The commission, the 27-country EU’s executive arm, has been investigating the tax provisions since October 2007 because of concerns that they may distort competition. Spain already scrapped measures for acquisitions in other EU countries after being told to do so by the commission in 2009.

Spain will be allowed to continue to apply the measure for stock purchases in India and China, the commission said. These two countries have “fiscal and other legal obstacles” that justify the Spanish measure, it said. Spain’s finance ministry didn’t immediately respond to an e-mail seeking comment, said the Bloomberg report.

In 2002, Spain incorporated a provision in its corporate tax law which provides an advantage to Spanish companies making acquisitions in non-EU countries. The EU has ordered that Spain abandons that provision. The European Commission initiated a formal investigation in December 2007 to determine whether the provision favored Spanish companies acquiring foreign companies and whether this amounted to a distortion of competition.

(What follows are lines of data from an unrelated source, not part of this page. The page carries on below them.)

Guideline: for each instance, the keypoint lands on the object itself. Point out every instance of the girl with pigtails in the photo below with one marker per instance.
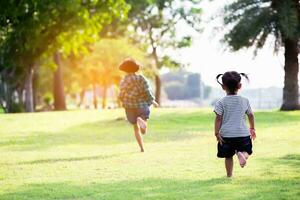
(231, 130)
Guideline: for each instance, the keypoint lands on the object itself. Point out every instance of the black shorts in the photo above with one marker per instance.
(231, 145)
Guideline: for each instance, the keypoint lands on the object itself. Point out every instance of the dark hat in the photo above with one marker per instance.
(129, 65)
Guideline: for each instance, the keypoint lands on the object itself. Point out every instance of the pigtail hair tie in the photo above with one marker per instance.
(218, 76)
(245, 75)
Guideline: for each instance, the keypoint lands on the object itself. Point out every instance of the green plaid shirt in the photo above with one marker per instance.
(135, 92)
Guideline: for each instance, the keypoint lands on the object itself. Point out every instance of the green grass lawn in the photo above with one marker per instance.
(93, 155)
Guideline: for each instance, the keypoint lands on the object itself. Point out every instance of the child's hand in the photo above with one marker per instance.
(155, 103)
(252, 134)
(219, 138)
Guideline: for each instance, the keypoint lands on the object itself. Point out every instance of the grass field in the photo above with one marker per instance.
(93, 155)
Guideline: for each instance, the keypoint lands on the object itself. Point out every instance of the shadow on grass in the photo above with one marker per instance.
(164, 126)
(290, 159)
(72, 159)
(106, 132)
(155, 189)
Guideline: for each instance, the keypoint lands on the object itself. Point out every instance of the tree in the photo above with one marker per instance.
(253, 21)
(154, 24)
(100, 66)
(31, 28)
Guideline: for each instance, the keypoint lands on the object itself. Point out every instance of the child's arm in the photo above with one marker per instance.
(147, 89)
(252, 126)
(218, 122)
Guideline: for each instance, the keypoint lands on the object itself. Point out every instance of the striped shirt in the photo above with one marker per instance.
(135, 92)
(233, 109)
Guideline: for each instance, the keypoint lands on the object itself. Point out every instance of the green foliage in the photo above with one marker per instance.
(93, 155)
(100, 65)
(154, 23)
(252, 21)
(33, 29)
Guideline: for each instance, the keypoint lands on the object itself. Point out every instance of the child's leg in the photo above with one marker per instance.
(138, 136)
(229, 166)
(142, 124)
(246, 155)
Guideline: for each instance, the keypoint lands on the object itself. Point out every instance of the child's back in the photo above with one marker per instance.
(233, 109)
(231, 131)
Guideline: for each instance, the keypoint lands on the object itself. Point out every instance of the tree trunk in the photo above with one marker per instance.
(81, 96)
(157, 77)
(291, 69)
(95, 102)
(58, 85)
(29, 107)
(104, 91)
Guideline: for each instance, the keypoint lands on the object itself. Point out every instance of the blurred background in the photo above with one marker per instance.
(59, 55)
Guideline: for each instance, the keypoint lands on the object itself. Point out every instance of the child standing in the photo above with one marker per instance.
(231, 131)
(136, 97)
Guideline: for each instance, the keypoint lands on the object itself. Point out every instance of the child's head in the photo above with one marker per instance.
(129, 65)
(231, 81)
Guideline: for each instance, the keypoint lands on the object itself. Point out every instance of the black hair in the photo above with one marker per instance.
(231, 80)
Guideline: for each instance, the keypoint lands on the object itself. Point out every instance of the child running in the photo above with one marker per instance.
(231, 131)
(136, 97)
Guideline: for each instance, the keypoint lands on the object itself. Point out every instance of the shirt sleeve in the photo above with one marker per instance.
(147, 89)
(219, 108)
(122, 90)
(248, 109)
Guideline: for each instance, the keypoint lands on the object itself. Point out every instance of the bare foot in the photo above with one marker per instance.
(142, 124)
(242, 159)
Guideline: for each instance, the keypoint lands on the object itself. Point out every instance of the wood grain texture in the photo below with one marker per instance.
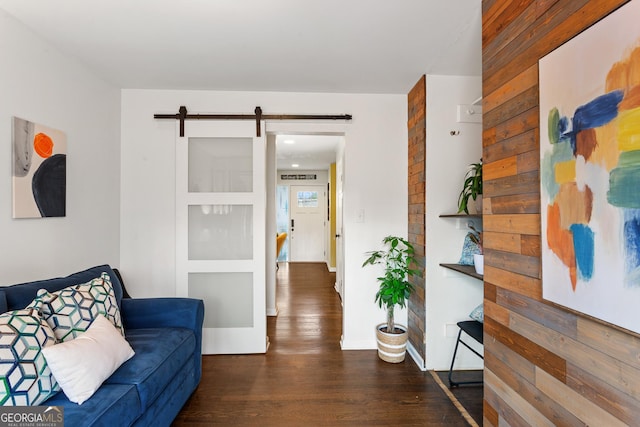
(526, 388)
(582, 408)
(515, 400)
(525, 285)
(522, 143)
(525, 80)
(589, 368)
(619, 404)
(526, 347)
(416, 123)
(524, 224)
(506, 242)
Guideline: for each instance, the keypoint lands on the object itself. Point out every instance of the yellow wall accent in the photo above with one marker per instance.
(332, 215)
(565, 172)
(629, 130)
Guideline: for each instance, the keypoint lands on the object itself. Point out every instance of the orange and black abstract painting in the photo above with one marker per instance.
(39, 170)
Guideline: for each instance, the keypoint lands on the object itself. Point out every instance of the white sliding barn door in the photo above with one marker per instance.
(220, 231)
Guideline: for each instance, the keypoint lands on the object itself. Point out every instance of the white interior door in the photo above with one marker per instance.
(220, 232)
(339, 228)
(308, 213)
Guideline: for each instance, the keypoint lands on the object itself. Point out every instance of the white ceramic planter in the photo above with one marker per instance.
(478, 263)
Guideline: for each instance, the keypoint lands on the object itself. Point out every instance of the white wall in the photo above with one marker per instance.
(450, 296)
(375, 184)
(40, 84)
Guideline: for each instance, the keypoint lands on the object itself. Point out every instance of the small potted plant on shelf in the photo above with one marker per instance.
(478, 259)
(471, 188)
(395, 289)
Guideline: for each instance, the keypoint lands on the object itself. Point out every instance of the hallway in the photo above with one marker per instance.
(305, 379)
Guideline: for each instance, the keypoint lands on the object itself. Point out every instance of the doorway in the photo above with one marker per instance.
(304, 159)
(308, 223)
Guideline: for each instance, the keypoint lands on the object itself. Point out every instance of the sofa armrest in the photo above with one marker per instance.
(138, 313)
(163, 312)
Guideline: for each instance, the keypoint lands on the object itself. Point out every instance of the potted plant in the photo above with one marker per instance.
(395, 289)
(471, 188)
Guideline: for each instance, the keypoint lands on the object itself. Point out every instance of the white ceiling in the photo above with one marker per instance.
(343, 46)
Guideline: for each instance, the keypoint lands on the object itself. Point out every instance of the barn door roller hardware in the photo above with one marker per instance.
(257, 116)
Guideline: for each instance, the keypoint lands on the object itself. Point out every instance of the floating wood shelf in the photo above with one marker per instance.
(468, 270)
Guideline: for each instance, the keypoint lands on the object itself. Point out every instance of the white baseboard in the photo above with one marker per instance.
(416, 357)
(358, 345)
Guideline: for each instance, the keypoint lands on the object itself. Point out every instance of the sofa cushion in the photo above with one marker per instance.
(19, 296)
(25, 377)
(81, 365)
(159, 355)
(71, 310)
(111, 405)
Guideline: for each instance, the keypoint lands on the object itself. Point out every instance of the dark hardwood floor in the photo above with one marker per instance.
(305, 379)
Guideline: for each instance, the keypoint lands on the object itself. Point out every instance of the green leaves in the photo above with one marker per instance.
(397, 258)
(472, 186)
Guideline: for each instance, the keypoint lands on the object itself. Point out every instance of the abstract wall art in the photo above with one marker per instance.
(590, 170)
(39, 170)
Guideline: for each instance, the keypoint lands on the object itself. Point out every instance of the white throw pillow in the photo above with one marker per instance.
(81, 365)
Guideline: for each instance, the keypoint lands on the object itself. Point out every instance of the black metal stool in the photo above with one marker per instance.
(473, 328)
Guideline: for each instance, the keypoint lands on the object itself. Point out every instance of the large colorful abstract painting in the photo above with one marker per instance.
(39, 170)
(590, 170)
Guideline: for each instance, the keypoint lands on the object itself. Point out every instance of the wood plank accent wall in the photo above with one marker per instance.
(417, 160)
(544, 365)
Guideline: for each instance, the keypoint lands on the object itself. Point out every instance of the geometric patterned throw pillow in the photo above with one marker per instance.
(71, 310)
(25, 378)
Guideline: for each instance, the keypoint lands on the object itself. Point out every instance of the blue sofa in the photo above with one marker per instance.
(152, 386)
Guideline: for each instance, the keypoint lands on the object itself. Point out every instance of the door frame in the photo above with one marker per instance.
(322, 188)
(289, 128)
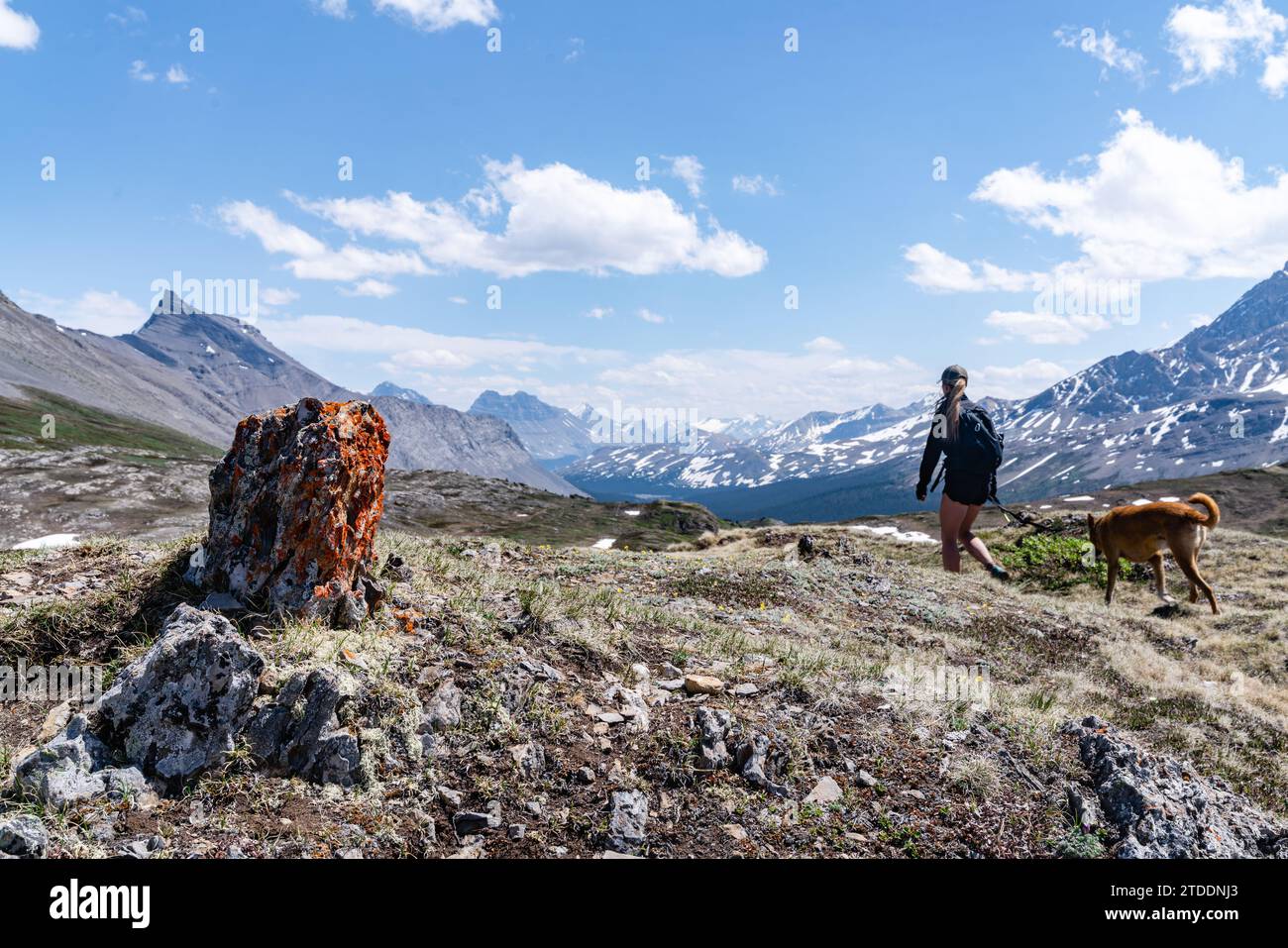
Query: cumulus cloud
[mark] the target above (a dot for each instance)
(106, 313)
(140, 72)
(1153, 206)
(1211, 42)
(555, 219)
(1044, 329)
(755, 184)
(434, 16)
(690, 170)
(17, 30)
(1106, 48)
(939, 272)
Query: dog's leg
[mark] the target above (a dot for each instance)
(1189, 566)
(1159, 582)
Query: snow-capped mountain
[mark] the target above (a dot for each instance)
(201, 373)
(746, 428)
(386, 389)
(553, 436)
(1215, 399)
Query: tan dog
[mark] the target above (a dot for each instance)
(1140, 532)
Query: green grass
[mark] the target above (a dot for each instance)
(24, 423)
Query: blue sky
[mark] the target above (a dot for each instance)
(1096, 147)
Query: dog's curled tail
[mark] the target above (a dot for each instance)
(1214, 510)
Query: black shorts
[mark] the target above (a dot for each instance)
(967, 487)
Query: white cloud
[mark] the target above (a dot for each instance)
(823, 344)
(312, 258)
(1018, 381)
(1106, 48)
(441, 14)
(758, 184)
(133, 14)
(17, 30)
(557, 219)
(1153, 207)
(1044, 329)
(107, 313)
(274, 296)
(939, 272)
(452, 369)
(1211, 42)
(376, 288)
(690, 170)
(333, 8)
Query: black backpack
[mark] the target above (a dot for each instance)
(979, 446)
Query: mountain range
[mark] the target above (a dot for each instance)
(201, 372)
(1215, 399)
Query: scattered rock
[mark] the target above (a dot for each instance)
(24, 837)
(531, 759)
(472, 822)
(702, 685)
(294, 507)
(627, 822)
(299, 733)
(713, 727)
(1163, 809)
(825, 791)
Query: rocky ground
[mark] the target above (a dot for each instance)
(750, 695)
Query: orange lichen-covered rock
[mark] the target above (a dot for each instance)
(294, 509)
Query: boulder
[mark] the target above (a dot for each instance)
(22, 837)
(1163, 809)
(175, 711)
(294, 507)
(627, 820)
(300, 733)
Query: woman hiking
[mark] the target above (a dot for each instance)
(964, 433)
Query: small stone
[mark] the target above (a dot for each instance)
(469, 822)
(24, 837)
(825, 791)
(735, 831)
(626, 824)
(702, 685)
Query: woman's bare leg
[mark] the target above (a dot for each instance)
(973, 544)
(951, 517)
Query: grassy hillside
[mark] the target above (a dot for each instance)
(22, 425)
(809, 651)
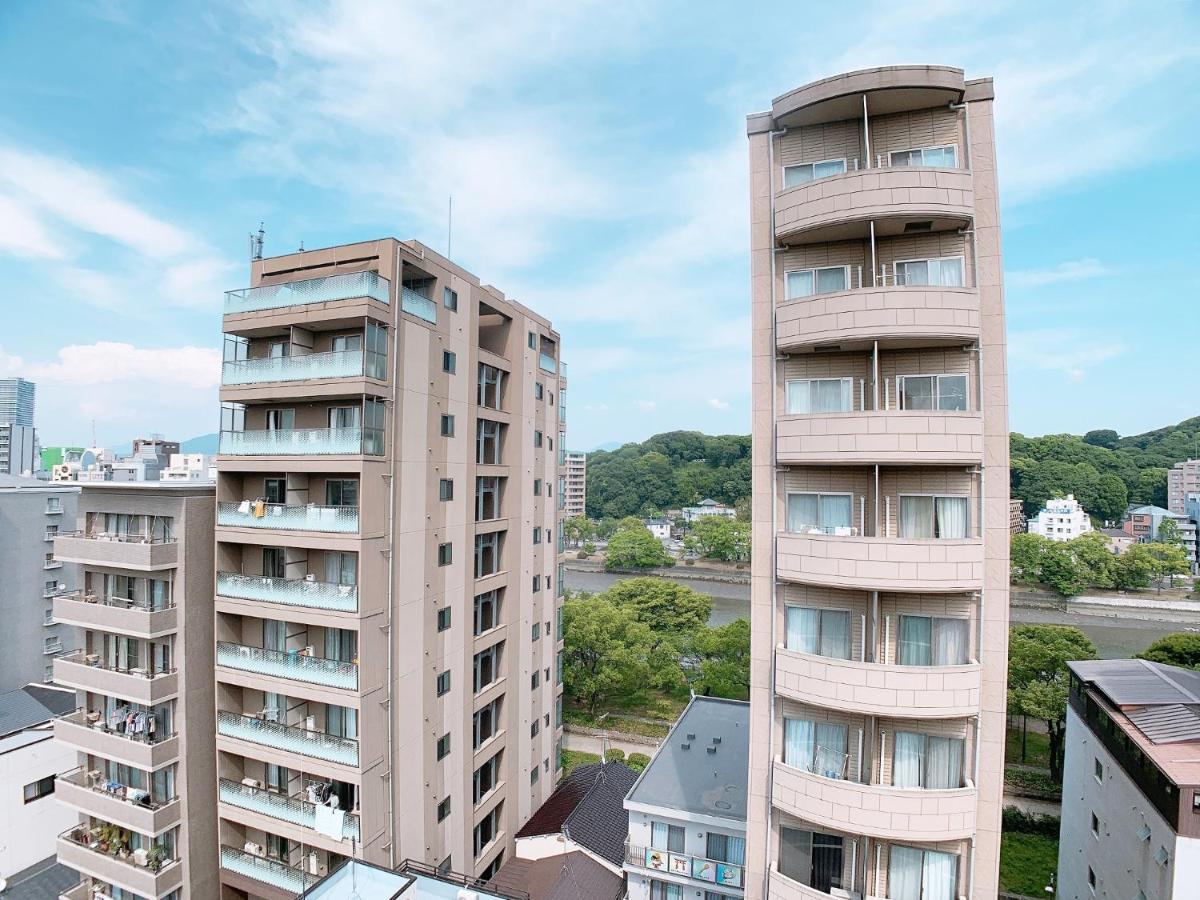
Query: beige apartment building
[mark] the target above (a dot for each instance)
(143, 671)
(388, 585)
(881, 509)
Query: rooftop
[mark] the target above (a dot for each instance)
(703, 763)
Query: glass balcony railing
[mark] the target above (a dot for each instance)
(269, 871)
(335, 364)
(315, 744)
(311, 291)
(293, 665)
(303, 442)
(420, 306)
(311, 517)
(289, 592)
(287, 809)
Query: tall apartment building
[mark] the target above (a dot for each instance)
(31, 515)
(576, 483)
(881, 515)
(388, 587)
(145, 787)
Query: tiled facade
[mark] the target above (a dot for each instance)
(881, 510)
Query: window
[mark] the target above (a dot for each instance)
(923, 517)
(945, 157)
(948, 391)
(820, 395)
(807, 282)
(933, 641)
(941, 271)
(813, 171)
(826, 513)
(40, 789)
(822, 633)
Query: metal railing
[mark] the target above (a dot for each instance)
(310, 291)
(335, 364)
(289, 592)
(301, 442)
(287, 809)
(316, 744)
(269, 871)
(420, 306)
(293, 665)
(310, 517)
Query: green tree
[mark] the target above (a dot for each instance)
(1181, 648)
(1038, 678)
(635, 549)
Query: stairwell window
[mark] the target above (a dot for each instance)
(807, 282)
(813, 171)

The Spanish income tax code states that a Spanish company may amortize the financial goodwill resulting from the acquisition of a shareholding of more than 5% in a foreign company over the 20 years after the acquisition.

The amortization of financial goodwill allows the deduction of the difference between the acquisition cost of the shares and the market value of the target’s assets, from the tax base of the acquiring company. This is usually permissible in full mergers, and cannot discriminate between foreign and national firms.

This provision, even in cases where the acquiring and acquired companies are not combined into a single business entity, meant the scheme stood as an exception from the general Spanish tax.
The European Commission is the executive body of the European Union. The body is responsible for proposing legislation, implementing decisions, upholding the Union's treaties and the general day-to-day running of the Union. Its directive means Spain may have to reconsider the Tax provision.